Fernanda y yo

Luego se hizo un silencio. Un silencio sepulcral, casi perpetuo que me permitía darme cuenta que seguía teniendo el rostro infantil, los ojos vivos, la piel clara y la nariz aguileña de los años de juventud.

Luego de casi cinco años había visto de nuevo a Fernanda. Estaba pegado a un pupitre cerca de un micrófono cuando la vi sumida entre el público, los espejos y la inmensa araña del gran salón, tratando que la cámara ni la libreta ni los bolígrafos se le cayeran de las manos. La verdad que no pensé que iba a estar ahí. Había pasado mucho tiempo desde que viajé a Colombia y luego a Europa gracias a una beca que había ganado con mucho sudor y que había mantenido hasta el final con bastante hidalguía.

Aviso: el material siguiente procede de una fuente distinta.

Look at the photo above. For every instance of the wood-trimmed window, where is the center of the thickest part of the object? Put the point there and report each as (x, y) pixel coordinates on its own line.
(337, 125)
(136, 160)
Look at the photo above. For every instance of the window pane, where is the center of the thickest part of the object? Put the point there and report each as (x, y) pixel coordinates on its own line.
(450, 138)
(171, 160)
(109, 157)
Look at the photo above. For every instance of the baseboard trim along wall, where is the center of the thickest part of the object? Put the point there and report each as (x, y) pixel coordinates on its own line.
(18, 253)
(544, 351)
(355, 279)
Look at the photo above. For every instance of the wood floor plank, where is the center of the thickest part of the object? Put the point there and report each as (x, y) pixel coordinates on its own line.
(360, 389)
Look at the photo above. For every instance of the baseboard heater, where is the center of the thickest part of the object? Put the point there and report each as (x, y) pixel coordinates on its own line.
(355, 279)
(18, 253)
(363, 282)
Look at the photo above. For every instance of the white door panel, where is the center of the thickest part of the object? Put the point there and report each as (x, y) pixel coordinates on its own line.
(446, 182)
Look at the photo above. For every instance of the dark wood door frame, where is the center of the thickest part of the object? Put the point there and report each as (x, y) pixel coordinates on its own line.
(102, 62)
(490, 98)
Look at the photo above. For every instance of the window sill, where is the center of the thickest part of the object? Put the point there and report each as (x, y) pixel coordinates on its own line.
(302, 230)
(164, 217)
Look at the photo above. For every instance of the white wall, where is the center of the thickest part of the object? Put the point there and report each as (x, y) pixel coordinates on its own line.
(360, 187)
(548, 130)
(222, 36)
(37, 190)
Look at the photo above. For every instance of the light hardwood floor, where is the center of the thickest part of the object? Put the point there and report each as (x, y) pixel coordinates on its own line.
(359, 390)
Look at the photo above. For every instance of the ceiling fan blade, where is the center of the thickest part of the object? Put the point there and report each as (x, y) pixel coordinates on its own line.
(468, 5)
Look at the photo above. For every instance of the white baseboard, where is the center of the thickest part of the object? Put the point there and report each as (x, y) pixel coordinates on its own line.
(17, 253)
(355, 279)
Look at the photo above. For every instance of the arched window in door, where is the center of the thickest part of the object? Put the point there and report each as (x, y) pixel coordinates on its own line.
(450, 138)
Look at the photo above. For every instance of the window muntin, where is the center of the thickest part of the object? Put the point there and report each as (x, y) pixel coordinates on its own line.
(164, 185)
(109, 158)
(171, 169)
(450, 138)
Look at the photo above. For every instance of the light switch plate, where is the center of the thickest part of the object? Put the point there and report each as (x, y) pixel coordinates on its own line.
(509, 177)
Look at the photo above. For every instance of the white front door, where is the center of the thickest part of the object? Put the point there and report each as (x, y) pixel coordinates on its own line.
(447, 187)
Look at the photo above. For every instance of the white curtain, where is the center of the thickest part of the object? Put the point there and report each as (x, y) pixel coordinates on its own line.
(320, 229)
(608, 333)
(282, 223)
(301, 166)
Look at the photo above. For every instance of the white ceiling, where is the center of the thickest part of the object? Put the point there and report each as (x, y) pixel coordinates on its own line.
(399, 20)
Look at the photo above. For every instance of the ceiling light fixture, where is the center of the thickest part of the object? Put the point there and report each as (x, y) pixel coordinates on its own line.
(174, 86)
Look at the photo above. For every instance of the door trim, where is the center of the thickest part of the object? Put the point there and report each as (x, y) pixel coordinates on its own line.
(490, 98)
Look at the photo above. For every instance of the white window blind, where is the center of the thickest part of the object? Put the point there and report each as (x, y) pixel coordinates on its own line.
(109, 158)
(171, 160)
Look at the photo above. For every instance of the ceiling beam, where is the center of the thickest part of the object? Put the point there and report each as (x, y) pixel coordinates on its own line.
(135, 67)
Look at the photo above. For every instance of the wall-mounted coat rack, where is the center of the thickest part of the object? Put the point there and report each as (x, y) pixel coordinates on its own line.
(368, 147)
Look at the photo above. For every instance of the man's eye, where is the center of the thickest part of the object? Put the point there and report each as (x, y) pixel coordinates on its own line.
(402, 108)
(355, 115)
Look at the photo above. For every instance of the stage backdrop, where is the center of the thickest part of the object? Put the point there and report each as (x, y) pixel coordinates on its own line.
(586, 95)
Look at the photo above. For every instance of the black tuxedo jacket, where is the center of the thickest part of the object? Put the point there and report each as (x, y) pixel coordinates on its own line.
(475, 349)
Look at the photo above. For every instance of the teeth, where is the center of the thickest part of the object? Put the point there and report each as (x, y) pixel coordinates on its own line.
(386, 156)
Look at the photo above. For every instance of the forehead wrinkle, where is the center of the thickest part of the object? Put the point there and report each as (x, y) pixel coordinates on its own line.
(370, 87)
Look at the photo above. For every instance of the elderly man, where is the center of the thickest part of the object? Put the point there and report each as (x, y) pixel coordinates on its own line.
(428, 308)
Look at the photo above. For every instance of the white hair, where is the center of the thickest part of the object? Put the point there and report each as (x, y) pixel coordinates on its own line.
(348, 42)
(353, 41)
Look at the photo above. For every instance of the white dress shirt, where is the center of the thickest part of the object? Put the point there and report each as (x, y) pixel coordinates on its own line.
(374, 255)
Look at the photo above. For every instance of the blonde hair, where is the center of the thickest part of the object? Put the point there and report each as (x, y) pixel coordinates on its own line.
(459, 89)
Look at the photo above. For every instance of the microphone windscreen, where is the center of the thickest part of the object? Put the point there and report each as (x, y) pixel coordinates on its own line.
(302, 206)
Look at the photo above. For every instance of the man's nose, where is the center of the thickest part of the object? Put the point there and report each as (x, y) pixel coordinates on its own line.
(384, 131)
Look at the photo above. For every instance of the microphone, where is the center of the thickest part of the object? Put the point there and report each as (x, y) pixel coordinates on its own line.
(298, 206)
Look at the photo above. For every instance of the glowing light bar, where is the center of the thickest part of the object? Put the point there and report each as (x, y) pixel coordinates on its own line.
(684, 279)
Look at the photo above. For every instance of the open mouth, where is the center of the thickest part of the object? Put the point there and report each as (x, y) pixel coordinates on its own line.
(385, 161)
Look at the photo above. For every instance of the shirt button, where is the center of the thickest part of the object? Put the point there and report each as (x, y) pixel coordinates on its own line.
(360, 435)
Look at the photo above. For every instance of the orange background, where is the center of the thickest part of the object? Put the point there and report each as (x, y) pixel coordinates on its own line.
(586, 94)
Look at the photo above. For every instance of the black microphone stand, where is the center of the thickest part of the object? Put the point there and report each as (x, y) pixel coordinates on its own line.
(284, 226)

Durante ese lapso estuve en comunicación solo con pocas personas, pero nada con ella, hasta que hace dos días volví de nuevo a la ciudad. 08:00 a.m. ante un mar de nubes grises y un cielo que llovía, esta vez para presentar mi novela que había sido glorificada en España de un momento a otro por un jugoso premio y traducida en París a varias lenguas.

Esta reunión era, asimismo, para concederme otro premio y responder a las preguntas de la crítica especializada que había llegado de la capital. La verdad nunca en mi vida me he creído un dios, pero esa noche me hicieron sentir así.

Luego del buffet, el vino respectivo, una salva de aplausos y tras una larga cháchara con el alcalde, uno de los ministros y un periodista de corte político, un tipo algo molesto, miope, con el cabello al rape y con una corbatita multicolor, paré un taxi para que me llevara a mi hotel. Debía terminar de una vez por todas unos cuentos y mandarlos a mi agente en Madrid, cuando de repente una sombra mezclada con una voz cantarina se interpuso en el diálogo entre el chofer y yo. Era Fernanda. Llevaba unas zapatillas blancas, un jean semiazulado, una blusa turquesa y el mismo peinado de flequillos tal y como la había conocido en la universidad. Quedé perplejo cuando la tuve cerca de mí. Apenas si murmuré su nombre. Luego subimos al carro. El chofer, un viejo raquítico con bigotes dijo algo mirando a través del retrovisor. A los cinco minutos ya estábamos cerca de una fachada de muros morados, ventanas blancas y balcones virreinales: era Paz y Loyola. Ahí con Fernanda nos quedamos hasta medianoche o quizá fue hasta la una de la mañana. Instalados en la mesa ante unas bombillas amarillas, un poco de jazz y blues que sonaba a lo lejos y los carteles de The Beatles y Pink Floyd, por unos segundos nos quedamos mirando. Luego ella pidió un mojito, yo dos martinis. Hacía un año que trabajaba en Nación, según me comentaba, dedicada a cubrir los casos de delincuencia y muerte que azotaban a nuestra ciudad. También entrevistaba a políticos y artistas, me dijo rozando sus dedos sobre mi copa, pero solo en pocas ocasiones mientras llamaba al mozo esta vez por una cuba libre. Supe asimismo que tenía dos hijos, una parejita que su madre ayudaba con mucho esfuerzo a cuidar, y que tras cuatro años de relación se había separado definitivamente de su esposo. Ahora estoy abocada solo en mi trabajo- me dijo llevándose un pucho a los labios- trabajo, trabajo, trabajo.

Luego se hizo un silencio. Un silencio sepulcral, casi perpetuo que me permitía darme cuenta que seguía teniendo el rostro infantil, los ojos vivos, la piel clara y la nariz aguileña de los años de juventud. Asimismo, su fisonomía se había vuelto algo gruesa, pero eso no impedía que conservara siempre su hermosura. Esa hermosura que seguía quebrantando los huesos y paralizando el corazón.

Cuando salimos y con la mente puesta solo en envolverme de nuevo entre la pluma y el papel, Fernanda se pegó a mi pecho. Era la segunda vez que ocurría esto entre nosotros. Luego levantó su rostro: sus ojos estaban rojos y llorosos. Es el vacío – murmuró estrechando sus cabellos contra una de mis mejillas –el vacío que día y noche ha vuelto un pozo profundo a mi vida.

Luego fue una hilera de sollozos que solo terminó cuando ambos nos dimos un beso. Ese beso que ella misma me había negado entre los jardines, las plazoletas y los rincones de la universidad. Ese beso prolongado que disipó en mí los rastros de rencor en que me hallaba sumido hace varios años. El beso que motivó a que escribiera hoy el inicio de una historia: la historia de amor entre Fernanda y yo.